Until next time…bon voyage!

Saturday, October 10, 2009

The Politics of Mozambique

This week we were asked to read Carrie Manning’s The Politics of Peace in Mozambique: Post Conflict Democratization, 1992-2000. In this book, Manning describes Mozambique’s quest for democracy from a more positive, unbiased perspective than Anne Pitcher’s Transforming Mozambique. While each work was extremely informative, Pitcher chose to focus more on the statistical (i.e. political and economic) side of the country’s democratic progress. Manning gave Mozambique a personality through her use of perspective from its citizens. Manning more clearly describes the reasoning behind happenings, whereas I found Pitcher’s book to concentrate more on the results. In addition, the clarity of Manning’s book painted a better picture of the progress and successes of Mozambique’s struggle for democracy. The significance of this country’s journey and evolution distinguishes it from other African countries.

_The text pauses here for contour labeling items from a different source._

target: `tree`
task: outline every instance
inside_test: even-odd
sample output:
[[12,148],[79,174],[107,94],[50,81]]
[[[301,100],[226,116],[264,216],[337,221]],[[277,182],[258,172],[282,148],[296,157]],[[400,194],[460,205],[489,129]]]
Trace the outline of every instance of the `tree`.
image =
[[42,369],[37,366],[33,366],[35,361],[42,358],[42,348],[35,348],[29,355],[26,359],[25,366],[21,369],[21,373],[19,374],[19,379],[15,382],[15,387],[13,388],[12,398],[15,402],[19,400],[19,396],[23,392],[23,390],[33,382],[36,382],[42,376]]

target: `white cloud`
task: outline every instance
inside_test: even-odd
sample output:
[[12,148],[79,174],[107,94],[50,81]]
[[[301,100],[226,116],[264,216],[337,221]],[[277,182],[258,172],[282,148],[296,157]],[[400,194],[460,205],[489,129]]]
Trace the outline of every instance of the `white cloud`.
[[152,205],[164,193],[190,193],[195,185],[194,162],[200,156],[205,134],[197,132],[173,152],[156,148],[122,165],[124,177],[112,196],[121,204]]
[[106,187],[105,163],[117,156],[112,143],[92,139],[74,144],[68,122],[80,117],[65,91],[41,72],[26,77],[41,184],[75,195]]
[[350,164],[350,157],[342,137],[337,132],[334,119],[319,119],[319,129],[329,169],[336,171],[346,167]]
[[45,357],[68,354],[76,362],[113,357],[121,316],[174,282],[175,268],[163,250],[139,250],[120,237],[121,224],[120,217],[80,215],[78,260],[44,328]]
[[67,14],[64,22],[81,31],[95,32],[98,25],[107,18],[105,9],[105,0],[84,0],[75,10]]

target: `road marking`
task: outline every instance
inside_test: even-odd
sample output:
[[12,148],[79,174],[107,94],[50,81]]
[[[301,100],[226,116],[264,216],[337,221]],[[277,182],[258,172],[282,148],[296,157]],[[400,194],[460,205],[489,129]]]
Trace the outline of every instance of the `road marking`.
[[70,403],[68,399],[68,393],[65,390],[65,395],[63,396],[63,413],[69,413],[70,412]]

Another difference between the works of Carrie Manning and Anne Pitcher is their commentary on international relations regarding finance with Mozambique. From the view of Manning, donors are essential to furthering the progress of Mozambique. Donations can be interpreted as signs of support for government actions from foreign institutions. At one point, donors were referred to as “development partners.” However, Manning also points out that these donations are restricted and based on very conditional agreements. In contrast, Pitcher focuses on the adverse effects of commercialization in Mozambique. She is more critical of company involvement and the growing dependence of the Mozambican government on commercial funds.

Carrie Manning will in fact be visiting our class as a guest lecturer. It is such a great opportunity that we are able to meet leading experts on Mozambique, especially when we have just recently read their work. I want to ask Professor Manning in class about what she found most inspiring from her research. What can other African nations learn from Mozambique’s story?